The Menlo Park-based social networking giant is training its artificial intelligence to turn into ‘Photo Guide’ for visually impaired and blind people.

The feature, which is rolling out today, exclusively for Facebook users on iPhone will interpret the picture’s description using ‘Automatic Alternative Text’ tool powered by artificial intelligence. The tool will recognize objects and faces. It will effectively work on ‘TEXT to SPEECH’ conversion engine.

The ‘Deep Neural Networks’ used in the system will identify specific objects in the picture, from pizza and ice cream to scooters and cars. It can efficiently select a particular characteristic of an individual in the photograph, including eyeglasses, beards, and smiles. It can also analyze the picture in a better sense, interpreting that an image depicts snow, waves of the ocean or the sun. The ‘text-to-speech’ tool will read the descriptions aloud after a comprehensive study.

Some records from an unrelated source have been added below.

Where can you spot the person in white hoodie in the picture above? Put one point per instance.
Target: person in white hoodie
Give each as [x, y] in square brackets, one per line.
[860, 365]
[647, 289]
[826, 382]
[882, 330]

VoiceOver, the built-in screen reader for iPhone should be turned on in order to allow the Facebook’s artificial intelligence tool to read the descriptions. Automatic Alternative Text is only available in English and for iOS users for now, but Facebook is looking forward to making it available to Android users and Facebook website users very soon.

Automatic Alternative Text

Automatic Alternative Text. Image Credit: Facebook

The descriptions via this ‘Text-to-Speech’ tool are confined initially to a strict vocabulary of restricted 100 words, which will prevent the AI tool from providing excessive details. It includes words like selfies, baby, car, shoes, and dessert. The automated voice, for instance, will describe that the picture contains a pizza, but it won’t add that it contains jalapenos, olives, and pepperoni as toppings.

Mark Zuckerberg’s team is taking slow and careful steps with ‘Automatic Alternative Text’. They want to avoid causing an error, which offends the audience. The search engine giant Google had to issue a heavy apology due to one such mistake. The company learned the risks involved with using such technology when its Photos app’s image recognition tool offended a black couple by labeling them ‘Gorillas’.

The social networking giant hopes to polish the technology. This is the reason they have provided precise descriptions and answers to questions, which a user might ask about a certain photograph.

Facebook is trying to make sure that nearly 300M visually challenged individuals globally remain fascinated in its website as the number of photographs appearing on the service are increasing regularly. Over 2 billion pictures are posted on Facebook and its subsidiaries, which include WhatsApp, Messenger, and Instagram.

So far, individuals were only getting notified about the pictures posted on the website without any description or elaboration, but now it’s changing.

What do you think? Will it work or end up becoming subject to heavy criticism like Microsoft’s AI Chatbot ‘Tay’ or Google’s Image Recognition Tool?